I do not disagree with any of the above, that´s why I carefully qualified what I was saying. Is it good for us, when systematizing our theology, to speak of the elect as *under* the wrath of God prior to justification, do the elect of God in space and time have the wrath God abiding upon them? There is a difference between experiencing the effects of sin and God's judicial position towards someone. Remember cursed is He who hangs upon a tree. I hope I'm not irritating anyone with this but I do think there's room for discussion here.



[Edited on 7-3-2006 by VanVos]


----------



## JM (Jul 3, 2006)

I'm in deep water... 

Joh 3:36 "He that believeth on the Son hath everlasting life: and he that believeth not the Son shall not see life; but the wrath of God abideth on him." 

So, until we believe we are under wrath and God hates us?


----------



## C. Matthew McMahon (Jul 3, 2006)

God hates us in Adam, but loves us in Christ.
Ponder that based on God's immutability for a while.

Two non-contradictory senses are in play.

Christ's work, though, covers the judgment that would have enslaved us to hell for all eternity.

The Reformers/Puritans called it virtual justification (from eternity) and actual justification (acutally in time).

If you own the works of Thomas goodwin, he has some really good things to say on it.


----------



## Contra_Mundum (Jul 3, 2006)

I'm not irritated (I don't think Fred is either). I think we're just content with a face-value reading of Eph. 2:3, and so we're disagreeing with what you seemed to say, and saying: no, even the elect first pass under the sentence of death (Jn. 5:24; 1 Jn 3:14), before being redeemed. If death reigns over us at any point, It seems that defintionally we are "under his wrath and curse" (as the WSC 19 puts it).

Granted, you say you are agreeing with the substance of what I've laid down in my posts so far, so it seems that you are just uncomfortable/unsure about the terminology "under," is that it? Rather than introduce another category of "lost" people, or try to conceptualize a difference in "attitude" from God toward elect-unsaved as opposed to nonelect, I think we're better off just saying: until salvation all men are in the same stew.


----------



## JM (Jul 3, 2006)

> The Reformers/Puritans called it virtual justification (from eternity) and actual justification (acutally in time).



Is it a matter of how we understand time? If God is outside of time or not affected by time, then the actual justification doesn't really matter...  sorry for being so dense...it's an interesting topic and I would have used the same words quoted to describe justification.


----------



## Pilgrim (Jul 3, 2006)

For what it's worth, a Calvinistic Baptist pastor I know once said that "eternal justification" is the often the root of three errors:

1. Hyper-Calvinism
2. Antinomianism
3. Failure to evangelize (not sure if this is exactly the third one he mentioned, but he definitely said the first two and this one would seem to follow)


----------



## VanVos (Jul 3, 2006)

Thanks for your comments Matthew. I'll be sure to check out the works of Thomas Goodwin for further insight.

Bruce, good comments also. I agree that all that are born in Adam receive the curse of Adam in this life.
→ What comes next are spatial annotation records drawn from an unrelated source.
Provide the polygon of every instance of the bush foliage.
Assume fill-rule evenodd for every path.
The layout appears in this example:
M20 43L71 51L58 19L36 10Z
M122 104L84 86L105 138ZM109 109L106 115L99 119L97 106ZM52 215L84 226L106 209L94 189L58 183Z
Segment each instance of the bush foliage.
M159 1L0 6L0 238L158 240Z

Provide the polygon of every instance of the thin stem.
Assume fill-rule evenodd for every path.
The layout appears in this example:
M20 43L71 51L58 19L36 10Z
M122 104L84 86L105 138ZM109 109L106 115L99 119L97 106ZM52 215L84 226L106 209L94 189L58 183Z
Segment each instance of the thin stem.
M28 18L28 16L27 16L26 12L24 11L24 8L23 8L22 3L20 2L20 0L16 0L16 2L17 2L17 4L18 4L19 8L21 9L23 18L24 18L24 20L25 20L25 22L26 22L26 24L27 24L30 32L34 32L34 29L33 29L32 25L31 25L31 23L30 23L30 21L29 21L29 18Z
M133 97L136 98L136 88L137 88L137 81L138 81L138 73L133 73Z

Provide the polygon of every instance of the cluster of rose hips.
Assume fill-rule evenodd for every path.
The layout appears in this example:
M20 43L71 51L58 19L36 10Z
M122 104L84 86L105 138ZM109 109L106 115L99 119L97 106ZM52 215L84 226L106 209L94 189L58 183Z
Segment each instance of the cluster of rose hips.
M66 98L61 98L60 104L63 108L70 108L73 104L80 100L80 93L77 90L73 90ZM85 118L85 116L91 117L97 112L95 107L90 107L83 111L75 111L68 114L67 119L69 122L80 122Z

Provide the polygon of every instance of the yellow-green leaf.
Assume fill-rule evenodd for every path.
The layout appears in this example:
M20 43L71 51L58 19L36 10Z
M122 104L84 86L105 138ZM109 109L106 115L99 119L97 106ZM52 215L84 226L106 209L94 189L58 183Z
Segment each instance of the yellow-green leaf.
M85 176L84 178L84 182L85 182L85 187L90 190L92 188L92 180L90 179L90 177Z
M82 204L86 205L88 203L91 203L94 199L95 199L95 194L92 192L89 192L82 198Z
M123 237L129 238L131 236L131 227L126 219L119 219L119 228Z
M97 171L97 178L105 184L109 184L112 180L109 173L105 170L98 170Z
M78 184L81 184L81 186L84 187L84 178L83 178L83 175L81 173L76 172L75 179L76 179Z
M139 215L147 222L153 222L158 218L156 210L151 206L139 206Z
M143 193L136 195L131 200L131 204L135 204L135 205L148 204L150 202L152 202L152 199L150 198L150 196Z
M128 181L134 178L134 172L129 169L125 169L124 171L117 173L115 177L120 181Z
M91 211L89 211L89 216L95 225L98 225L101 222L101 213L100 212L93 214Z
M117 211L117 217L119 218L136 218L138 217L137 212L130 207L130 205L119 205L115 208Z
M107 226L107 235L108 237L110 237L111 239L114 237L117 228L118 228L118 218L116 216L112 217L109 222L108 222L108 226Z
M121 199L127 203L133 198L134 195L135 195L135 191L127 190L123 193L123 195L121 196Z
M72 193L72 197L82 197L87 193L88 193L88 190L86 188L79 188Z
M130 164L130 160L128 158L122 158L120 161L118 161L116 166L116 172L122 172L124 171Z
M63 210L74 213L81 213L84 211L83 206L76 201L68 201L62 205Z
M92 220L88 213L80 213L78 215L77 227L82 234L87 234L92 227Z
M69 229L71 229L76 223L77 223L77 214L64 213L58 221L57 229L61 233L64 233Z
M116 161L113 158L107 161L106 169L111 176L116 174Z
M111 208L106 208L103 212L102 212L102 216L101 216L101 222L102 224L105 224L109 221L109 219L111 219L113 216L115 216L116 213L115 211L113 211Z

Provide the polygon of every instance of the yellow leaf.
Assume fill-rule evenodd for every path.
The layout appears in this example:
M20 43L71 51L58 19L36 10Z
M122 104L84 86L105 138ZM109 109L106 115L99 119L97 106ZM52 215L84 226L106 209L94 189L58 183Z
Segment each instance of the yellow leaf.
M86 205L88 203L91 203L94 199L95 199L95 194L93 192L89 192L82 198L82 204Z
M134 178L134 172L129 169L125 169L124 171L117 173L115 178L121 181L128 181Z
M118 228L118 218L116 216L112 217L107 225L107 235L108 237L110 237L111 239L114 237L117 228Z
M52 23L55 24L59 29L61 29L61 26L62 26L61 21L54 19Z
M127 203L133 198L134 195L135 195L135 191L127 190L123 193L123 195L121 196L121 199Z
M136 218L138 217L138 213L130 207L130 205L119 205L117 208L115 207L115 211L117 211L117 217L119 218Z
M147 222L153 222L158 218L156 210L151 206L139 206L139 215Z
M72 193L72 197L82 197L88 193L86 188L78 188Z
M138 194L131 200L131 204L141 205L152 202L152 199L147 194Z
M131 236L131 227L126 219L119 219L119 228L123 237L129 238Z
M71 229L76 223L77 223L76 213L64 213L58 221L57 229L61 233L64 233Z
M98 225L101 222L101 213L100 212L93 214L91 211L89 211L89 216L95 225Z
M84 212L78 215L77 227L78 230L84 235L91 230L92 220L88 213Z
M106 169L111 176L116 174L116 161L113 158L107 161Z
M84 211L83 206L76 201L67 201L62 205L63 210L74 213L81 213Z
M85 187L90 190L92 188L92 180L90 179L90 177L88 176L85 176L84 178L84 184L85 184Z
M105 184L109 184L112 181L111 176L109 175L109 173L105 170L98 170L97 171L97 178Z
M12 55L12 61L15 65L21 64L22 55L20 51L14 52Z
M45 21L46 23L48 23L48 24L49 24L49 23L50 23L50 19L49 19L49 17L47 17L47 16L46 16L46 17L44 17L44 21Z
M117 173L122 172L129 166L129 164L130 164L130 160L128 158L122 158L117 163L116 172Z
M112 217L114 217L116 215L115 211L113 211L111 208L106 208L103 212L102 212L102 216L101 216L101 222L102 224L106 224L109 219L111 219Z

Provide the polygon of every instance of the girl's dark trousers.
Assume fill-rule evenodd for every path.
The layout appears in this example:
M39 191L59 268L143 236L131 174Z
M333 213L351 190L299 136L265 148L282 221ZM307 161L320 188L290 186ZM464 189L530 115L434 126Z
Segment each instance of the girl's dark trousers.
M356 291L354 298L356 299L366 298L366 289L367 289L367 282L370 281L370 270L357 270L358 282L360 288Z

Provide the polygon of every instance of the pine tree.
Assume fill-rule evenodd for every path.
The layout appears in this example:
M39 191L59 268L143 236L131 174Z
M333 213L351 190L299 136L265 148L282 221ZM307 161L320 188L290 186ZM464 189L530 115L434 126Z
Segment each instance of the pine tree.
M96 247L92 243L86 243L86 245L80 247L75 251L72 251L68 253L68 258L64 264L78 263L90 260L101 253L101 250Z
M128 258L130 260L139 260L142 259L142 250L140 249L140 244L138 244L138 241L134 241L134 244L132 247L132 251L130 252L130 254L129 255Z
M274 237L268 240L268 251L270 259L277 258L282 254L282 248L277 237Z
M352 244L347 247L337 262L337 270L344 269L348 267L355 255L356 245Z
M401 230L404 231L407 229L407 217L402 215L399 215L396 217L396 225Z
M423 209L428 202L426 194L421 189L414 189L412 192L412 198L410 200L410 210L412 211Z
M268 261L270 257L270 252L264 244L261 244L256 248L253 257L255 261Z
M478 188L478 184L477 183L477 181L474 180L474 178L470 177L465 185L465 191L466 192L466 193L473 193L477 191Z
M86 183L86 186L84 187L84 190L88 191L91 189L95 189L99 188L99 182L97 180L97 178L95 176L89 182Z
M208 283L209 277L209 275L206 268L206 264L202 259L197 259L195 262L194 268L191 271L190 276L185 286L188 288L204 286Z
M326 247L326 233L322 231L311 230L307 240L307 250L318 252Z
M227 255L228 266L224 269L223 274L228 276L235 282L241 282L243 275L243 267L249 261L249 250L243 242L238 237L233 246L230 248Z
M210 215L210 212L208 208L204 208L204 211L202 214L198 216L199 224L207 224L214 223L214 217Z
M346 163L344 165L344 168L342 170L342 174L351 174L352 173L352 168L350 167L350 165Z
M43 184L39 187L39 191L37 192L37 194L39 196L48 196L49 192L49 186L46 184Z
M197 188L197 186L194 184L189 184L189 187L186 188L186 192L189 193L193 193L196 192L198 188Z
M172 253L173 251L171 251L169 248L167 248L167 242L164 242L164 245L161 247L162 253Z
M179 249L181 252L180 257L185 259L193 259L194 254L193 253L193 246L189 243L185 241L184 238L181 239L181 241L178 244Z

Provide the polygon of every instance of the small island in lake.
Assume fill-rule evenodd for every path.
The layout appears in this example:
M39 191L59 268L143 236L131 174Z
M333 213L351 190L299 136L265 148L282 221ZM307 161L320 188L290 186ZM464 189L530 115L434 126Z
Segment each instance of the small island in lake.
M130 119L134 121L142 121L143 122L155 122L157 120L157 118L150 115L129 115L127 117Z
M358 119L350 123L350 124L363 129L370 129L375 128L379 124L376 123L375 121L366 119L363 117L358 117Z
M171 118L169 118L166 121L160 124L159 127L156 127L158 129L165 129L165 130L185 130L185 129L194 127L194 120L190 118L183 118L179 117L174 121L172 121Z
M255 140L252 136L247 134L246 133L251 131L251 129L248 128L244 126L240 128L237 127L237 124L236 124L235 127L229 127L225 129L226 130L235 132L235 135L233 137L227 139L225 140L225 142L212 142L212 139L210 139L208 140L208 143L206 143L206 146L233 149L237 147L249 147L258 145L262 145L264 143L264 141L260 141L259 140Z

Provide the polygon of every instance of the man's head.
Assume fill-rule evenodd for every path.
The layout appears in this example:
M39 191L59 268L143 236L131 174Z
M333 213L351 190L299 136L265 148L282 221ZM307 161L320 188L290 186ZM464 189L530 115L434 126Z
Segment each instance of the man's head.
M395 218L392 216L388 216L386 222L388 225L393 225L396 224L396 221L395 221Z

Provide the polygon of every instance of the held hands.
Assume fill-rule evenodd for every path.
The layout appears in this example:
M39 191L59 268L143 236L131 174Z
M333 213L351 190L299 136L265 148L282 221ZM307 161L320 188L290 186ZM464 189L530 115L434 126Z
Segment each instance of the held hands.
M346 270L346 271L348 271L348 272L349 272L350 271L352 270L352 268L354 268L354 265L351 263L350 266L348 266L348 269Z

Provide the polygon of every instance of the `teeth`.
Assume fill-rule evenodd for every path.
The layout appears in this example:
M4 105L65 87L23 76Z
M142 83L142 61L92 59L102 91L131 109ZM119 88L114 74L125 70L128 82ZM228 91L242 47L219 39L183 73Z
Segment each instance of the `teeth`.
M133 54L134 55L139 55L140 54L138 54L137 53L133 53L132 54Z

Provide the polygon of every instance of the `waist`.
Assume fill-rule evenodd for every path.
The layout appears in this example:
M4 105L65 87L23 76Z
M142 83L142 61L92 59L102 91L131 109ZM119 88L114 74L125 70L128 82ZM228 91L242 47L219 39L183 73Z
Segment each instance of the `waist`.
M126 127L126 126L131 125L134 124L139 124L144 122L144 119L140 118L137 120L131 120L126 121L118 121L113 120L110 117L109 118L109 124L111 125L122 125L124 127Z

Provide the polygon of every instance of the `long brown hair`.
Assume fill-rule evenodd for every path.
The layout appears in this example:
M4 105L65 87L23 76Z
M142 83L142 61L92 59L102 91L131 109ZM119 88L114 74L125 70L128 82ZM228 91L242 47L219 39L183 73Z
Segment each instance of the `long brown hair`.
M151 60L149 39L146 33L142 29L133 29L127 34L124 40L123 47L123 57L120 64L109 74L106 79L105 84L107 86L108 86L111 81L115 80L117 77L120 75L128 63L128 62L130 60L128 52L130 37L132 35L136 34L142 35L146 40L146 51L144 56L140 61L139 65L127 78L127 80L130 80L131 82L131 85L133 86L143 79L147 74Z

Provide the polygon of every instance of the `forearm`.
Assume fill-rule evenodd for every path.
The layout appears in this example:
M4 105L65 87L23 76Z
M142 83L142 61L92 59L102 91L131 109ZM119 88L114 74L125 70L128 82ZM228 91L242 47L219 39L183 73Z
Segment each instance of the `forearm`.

Maybe Thomas Goodwin work might help alleviate the tension between the two positions.

VanVos


----------



## Contra_Mundum (Jul 3, 2006)

Jason,
Note the distinct terms "virtual" and "actual". In eternity past, God "justifies" the Son, in that, covenantaly God undertakes to do the work of redemption. This is before the world, the creation, sin, the fall, anything. This promise and intention of God is in no way contingent or less sure than if it had already taken place, for none can divert the divine will. But this "preliminary" action is of one whole piece with the whole work of redemption. And in the resurrection, Christ is justified in History, the revelation of his triumph.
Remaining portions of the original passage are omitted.